While NextGen can retain a comprehensive list of data elements for individual students, the minimum data elements are:

Student:

  • First name
  • Last name
  • Birth date 
  • Street address
  • City
  • State
  • Zip code
  • Passcode

Parent:

  • First name
  • Primary Phone
  • Street address
  • City
  • State
  • Zip code
  • Email (optional)
  • Relationship to student
What is the initialization process for a school just beginning to use NextGen?

After a NextGen service instance is deployed by the NextGen service provider, the subscriber should complete following procedures in sequence to adapt NextGen to the subscriber’s school environment:

  • Login as an Administrator using the User Name and Password provided by NextGen Education Services.
  • Define or confirm the Campus Information by selecting the NextGen Configuration > Campus Information menu option and enter the required information.
  • Define the school’s classrooms / homerooms by selecting the NextGen Configuration > Homerooms menu option and enter the required information.
  • Add administrator information for all subscriber personnel authorized to access and update all NextGen information elements by selecting the Security > Add Administrator menu option and enter the required information.
  • Add teacher information for all subscriber personnel authorized to access and update all student related information by selecting the Security > Add Teacher menu option and enter the required information. In this process teachers are assigned to their “homeroom”.
  • Update the school’s classroom / homeroom configuration by selecting the NextGen Configuration > Homerooms menu option and select the teacher(s) assigned to use the selected room.
  • Specify the school’s grade levels by selecting the NextGen Configuration > Grade Levels menu option and select the teacher(s) assigned to each grade level.
  • Define or confirm the Attendance Codes by selecting the NextGen Configuration > Attendance Codes menu option and enter the required information.
  • If NextGen Education Services has not imported basic or comprehensive student information, enter student information. The entry of parent/guardian information during this step will make it possible to enable parents to access on-line student information and receive email messages regarding their student(s). This process is initiated by selecting the Student Information > Add Student menu option.
  • Define or confirm the content of email messages automatically produced by NextGen by selecting the NextGen Configuration > Email Messages menu option.
  • Update the school’s classroom and/or class configurations to assign students to classes by selecting the NextGen Configuration > Homerooms menu option and edit each classroom and select the students assigned to the classroom.
  • Assign students to grade levels, by selecting the NextGen Configuration > Grade Levels menu option.
  • Define the school’s assessment codes and associated color codes by selecting the NextGen Configuration > Assessment Codes menu option.
  • Create user accounts and passwords for all administrators and teachers by selecting the Security > Create User Account menu option.
  • Edit the schools standards provided with the NextGen service to meet the school’s requirements.

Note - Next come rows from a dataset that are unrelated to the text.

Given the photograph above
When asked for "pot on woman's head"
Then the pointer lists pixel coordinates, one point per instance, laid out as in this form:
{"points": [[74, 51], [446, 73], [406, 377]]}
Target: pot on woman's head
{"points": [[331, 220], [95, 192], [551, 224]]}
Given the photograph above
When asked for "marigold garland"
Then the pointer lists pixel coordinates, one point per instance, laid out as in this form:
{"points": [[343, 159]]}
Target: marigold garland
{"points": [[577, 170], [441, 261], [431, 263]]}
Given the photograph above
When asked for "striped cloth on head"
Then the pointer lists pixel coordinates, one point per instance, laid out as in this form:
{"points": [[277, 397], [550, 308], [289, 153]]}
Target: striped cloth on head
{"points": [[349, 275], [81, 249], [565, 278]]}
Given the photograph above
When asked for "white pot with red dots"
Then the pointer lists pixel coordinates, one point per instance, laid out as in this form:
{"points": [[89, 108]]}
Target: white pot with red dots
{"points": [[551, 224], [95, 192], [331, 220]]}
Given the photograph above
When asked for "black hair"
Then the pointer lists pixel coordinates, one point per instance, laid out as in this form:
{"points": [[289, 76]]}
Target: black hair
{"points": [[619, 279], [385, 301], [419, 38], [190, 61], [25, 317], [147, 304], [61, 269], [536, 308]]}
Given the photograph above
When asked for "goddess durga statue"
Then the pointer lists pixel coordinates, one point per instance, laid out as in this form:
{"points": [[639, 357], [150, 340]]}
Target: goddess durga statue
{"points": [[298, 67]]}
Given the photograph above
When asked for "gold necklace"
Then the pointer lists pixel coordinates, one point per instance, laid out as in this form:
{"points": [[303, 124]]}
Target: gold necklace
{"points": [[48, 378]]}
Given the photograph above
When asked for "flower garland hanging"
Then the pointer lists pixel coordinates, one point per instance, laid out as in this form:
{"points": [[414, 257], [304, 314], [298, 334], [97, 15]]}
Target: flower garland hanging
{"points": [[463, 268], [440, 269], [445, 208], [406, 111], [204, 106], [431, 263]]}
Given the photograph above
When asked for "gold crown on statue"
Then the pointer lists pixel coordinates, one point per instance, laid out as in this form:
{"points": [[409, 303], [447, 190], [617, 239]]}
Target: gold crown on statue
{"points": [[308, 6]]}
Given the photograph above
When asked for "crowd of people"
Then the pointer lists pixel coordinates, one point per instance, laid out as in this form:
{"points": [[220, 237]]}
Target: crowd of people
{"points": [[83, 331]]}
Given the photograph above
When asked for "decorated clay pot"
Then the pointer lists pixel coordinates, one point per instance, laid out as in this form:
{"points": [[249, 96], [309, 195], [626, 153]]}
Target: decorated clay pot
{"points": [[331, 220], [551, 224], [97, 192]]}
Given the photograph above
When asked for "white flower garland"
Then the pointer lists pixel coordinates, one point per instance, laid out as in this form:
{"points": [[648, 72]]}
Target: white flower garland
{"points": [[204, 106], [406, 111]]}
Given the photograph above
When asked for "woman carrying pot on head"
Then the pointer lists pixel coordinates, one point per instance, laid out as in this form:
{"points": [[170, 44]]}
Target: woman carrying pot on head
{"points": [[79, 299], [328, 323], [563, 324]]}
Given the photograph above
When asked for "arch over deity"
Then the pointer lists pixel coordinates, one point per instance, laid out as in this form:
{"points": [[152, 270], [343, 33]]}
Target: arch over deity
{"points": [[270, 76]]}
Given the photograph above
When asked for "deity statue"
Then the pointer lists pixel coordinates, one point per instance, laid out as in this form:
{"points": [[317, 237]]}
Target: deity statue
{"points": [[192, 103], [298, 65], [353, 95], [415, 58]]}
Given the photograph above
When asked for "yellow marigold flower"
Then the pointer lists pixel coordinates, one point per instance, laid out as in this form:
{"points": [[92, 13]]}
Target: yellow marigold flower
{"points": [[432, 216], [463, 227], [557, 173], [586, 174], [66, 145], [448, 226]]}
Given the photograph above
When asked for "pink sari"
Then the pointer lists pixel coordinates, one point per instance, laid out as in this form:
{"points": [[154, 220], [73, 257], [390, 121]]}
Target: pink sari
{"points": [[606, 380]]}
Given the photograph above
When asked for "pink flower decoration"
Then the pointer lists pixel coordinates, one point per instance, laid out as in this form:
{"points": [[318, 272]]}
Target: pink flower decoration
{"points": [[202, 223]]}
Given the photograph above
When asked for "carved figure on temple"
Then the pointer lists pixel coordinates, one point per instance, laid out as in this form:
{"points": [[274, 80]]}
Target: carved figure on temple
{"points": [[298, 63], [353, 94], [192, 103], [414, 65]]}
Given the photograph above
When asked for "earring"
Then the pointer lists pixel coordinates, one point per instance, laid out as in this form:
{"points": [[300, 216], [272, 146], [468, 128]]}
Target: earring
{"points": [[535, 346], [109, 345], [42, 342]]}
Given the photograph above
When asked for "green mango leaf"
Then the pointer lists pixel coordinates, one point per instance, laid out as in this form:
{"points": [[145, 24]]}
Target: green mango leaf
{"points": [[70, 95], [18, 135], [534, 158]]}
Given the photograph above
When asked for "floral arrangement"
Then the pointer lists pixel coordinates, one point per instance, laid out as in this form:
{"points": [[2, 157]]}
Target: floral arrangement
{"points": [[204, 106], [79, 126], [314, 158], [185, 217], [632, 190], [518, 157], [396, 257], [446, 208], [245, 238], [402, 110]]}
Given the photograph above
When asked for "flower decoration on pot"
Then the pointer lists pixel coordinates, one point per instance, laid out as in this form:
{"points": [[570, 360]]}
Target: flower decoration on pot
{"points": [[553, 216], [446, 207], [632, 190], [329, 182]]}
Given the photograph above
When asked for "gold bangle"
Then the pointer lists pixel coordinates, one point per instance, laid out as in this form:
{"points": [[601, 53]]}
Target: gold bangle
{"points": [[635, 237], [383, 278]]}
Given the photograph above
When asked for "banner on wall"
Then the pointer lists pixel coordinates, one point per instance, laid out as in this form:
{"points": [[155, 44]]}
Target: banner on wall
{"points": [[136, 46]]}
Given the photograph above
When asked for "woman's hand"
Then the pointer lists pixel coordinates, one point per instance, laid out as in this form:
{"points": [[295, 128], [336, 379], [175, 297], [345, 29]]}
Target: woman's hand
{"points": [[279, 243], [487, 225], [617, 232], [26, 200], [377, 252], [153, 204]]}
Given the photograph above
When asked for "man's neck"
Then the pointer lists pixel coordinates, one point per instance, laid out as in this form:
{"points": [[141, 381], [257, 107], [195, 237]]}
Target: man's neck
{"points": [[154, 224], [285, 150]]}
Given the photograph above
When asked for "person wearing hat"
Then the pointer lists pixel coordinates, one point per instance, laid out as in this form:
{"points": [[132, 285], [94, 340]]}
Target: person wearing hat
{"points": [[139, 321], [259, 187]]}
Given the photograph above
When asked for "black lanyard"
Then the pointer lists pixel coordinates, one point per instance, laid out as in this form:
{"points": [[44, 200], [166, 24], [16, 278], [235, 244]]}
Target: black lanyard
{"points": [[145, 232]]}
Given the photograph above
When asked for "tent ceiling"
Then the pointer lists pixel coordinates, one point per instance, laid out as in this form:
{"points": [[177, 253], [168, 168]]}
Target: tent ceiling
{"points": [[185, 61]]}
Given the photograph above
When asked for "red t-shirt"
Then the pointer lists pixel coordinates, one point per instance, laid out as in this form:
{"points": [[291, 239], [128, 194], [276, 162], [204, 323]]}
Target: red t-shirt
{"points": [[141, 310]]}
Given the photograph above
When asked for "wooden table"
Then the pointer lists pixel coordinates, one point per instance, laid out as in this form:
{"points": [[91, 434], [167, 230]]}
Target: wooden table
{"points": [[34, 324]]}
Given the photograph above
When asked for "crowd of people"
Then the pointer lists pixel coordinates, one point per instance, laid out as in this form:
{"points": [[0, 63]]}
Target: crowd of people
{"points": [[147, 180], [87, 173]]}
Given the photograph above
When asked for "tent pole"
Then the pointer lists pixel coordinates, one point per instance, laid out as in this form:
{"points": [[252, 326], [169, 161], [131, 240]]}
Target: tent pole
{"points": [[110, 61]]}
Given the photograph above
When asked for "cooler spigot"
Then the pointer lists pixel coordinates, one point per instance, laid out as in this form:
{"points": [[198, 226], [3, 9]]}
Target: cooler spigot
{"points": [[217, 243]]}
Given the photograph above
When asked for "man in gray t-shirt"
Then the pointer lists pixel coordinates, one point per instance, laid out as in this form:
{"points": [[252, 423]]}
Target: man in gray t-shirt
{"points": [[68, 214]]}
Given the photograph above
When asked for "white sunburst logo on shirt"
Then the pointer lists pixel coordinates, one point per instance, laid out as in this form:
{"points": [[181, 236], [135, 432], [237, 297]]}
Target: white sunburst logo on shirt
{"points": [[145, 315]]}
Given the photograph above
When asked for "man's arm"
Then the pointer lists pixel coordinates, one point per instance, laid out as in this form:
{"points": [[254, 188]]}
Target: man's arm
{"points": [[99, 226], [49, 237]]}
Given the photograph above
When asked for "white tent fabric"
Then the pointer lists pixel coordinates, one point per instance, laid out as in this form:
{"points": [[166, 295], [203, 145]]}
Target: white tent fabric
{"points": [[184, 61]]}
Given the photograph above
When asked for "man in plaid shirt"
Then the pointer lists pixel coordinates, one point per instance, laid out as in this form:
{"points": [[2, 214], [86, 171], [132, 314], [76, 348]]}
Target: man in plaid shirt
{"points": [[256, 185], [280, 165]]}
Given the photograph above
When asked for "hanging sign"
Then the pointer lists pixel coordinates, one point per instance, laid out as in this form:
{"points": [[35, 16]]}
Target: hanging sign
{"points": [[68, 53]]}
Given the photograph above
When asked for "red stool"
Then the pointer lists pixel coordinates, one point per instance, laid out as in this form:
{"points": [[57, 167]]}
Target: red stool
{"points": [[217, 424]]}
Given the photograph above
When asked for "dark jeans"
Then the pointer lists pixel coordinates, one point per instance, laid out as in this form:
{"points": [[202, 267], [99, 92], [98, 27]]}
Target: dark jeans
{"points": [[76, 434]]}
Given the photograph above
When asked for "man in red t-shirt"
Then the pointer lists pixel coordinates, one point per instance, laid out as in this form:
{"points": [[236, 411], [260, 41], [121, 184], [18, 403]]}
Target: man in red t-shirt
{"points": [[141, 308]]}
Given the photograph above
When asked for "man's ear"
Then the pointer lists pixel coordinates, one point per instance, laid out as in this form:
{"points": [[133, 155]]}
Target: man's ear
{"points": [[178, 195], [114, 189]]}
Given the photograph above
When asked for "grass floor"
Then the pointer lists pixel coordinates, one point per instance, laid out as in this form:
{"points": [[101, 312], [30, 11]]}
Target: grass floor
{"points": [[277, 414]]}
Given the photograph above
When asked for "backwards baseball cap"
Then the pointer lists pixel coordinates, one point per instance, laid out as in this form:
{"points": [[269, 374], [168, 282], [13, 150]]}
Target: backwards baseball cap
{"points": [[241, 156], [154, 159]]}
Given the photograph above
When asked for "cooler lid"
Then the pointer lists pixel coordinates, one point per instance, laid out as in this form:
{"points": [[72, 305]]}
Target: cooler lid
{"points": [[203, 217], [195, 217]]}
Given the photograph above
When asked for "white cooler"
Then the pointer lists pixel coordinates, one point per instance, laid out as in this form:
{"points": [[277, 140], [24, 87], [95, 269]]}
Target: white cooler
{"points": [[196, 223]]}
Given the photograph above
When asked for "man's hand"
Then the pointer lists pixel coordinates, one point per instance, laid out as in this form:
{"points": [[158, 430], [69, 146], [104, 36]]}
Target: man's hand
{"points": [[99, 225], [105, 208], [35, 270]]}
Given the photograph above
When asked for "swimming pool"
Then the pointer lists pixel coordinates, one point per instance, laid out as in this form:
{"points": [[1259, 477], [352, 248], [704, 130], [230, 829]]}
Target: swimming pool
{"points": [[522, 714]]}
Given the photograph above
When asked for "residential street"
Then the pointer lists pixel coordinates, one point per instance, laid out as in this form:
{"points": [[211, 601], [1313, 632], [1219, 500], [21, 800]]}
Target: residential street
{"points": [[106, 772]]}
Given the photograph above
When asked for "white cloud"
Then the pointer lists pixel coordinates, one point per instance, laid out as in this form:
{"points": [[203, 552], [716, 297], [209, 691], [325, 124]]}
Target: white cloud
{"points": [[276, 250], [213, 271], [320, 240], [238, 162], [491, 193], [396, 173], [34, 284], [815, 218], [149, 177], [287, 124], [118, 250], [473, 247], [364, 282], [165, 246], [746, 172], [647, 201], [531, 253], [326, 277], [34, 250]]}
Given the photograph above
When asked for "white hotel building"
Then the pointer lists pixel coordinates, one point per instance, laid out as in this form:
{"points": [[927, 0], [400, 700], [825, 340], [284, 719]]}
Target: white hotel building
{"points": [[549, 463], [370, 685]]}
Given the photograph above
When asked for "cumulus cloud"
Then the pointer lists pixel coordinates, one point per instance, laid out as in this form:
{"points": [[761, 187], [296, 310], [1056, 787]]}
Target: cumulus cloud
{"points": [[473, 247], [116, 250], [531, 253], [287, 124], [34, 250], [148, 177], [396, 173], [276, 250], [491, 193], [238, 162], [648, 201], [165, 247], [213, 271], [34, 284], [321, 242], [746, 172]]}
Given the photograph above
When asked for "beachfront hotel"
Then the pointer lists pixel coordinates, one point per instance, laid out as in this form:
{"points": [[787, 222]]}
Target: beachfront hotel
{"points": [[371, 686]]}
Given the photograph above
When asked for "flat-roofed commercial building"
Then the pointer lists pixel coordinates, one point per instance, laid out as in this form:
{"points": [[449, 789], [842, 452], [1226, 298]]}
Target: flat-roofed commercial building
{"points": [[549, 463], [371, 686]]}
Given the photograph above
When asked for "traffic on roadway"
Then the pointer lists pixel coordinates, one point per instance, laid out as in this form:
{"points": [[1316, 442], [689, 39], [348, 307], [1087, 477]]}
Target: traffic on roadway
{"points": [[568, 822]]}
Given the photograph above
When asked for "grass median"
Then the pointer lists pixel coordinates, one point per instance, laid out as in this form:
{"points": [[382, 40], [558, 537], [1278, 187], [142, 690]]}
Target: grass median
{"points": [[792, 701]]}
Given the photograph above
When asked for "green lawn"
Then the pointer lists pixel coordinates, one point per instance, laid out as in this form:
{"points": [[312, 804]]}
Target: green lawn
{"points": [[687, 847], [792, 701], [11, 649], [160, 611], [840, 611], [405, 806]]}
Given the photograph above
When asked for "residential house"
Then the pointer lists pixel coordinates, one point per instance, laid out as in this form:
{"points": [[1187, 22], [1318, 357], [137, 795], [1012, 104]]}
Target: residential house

This process is initiated by selecting the Curricula Definitions > Standards & Assessments menu option.
  • Establish the scope and sequence of instruction to meet the school’s requirements. This process is initiated by selecting the Curricula Definitions > Scope & Sequence menu option.

Teachers and administrators may now explore NextGen functions and begin to use it on a daily basis. As a second level of implementation, administrators and teachers may confirm or revise the intervention categories and intervention types for the response to intervention model. These refinements may be initiated by selecting the appropriate NextGen Configuration menu options.

How does my team learn to use NextGen?

NextGen is an Internet software service that operates with in a browser, much like all other Internet-based applications. Teachers normally learn to use NextGen on their own as long as they are able to ask questions of experienced users or NextGen support persons. NextGen email support is available 7/24 with out a fee. An on-site professional development program is available for $500 per day, plus travel expenses.